Professor David Carballo awarded the Junior Fellowship from the Center for Humanites

Congratulations to Professor Carballo!

Center for Humanities Junior Fellowship awarded to Professor David Carballo for academic year 2013/14 to do his research.

Religion and Urbanization in Ancient Central Mexico.

Five centuries ago Hernán Cortes and the conquistadors encountered teeming Aztec cities that served as the centers of ritual spectacles for a religious system that to Spanish eyes was simultaneously baffling, terrifying, and remarkable.
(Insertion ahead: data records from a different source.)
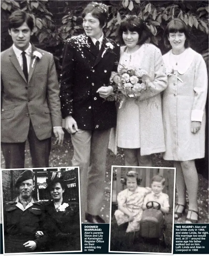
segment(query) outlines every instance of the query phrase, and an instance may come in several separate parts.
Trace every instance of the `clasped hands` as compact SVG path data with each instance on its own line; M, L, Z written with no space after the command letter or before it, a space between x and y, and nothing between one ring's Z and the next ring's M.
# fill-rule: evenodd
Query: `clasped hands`
M28 251L33 251L36 248L37 245L34 241L28 241L23 244L25 248Z
M111 86L101 86L96 92L99 94L101 98L106 99L113 92L113 88ZM76 121L71 116L65 117L65 128L69 133L73 134L78 131L78 129Z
Yet it was over a millennium before the Aztecs that central Mexico became one of the most urbanized places in the world, as it continues to be today.  While the relationship between religion and urbanism during the Aztec period has been studied at length, this initial phase of urbanization and the crystallization of religious traditions of the later Formative period (ca. 600 BCE – 100 CE) remains poorly understood.  The aim of my project is to elucidate the intersection of religion and urbanization in early central Mexico by combining elements of my own archaeological investigations at urban and rural sites of the period with a synthetic overview of the increased settlement nucleation and religious formalization that culminated in Classic period (ca. 100 – 600 CE) cities such as Teotihuacan, the largest city in the Americas in its day, and continued through the Spanish conquest.

Archaeological investigations of ancient urbanism strive to balance consideration of variables such as environment, population, politics, and architectural grammar in developing empirical urban theory for prehistoric contexts.  In the absence of texts, however, many studies of prehistoric periods tend to undervalue the generative role of religion in shaping the world’s first cities, both in terms of their built environments and the social accommodations necessary for increasingly urbanized landscapes.  By moving judiciously between sixteenth century textual sources and the prehistoric archaeological record I hope to provide a more comprehensive perspective on urbanization and religious formalization in central Mexico from the vantage point of early urban or proto-urban centers as well as more peripheral and rural areas.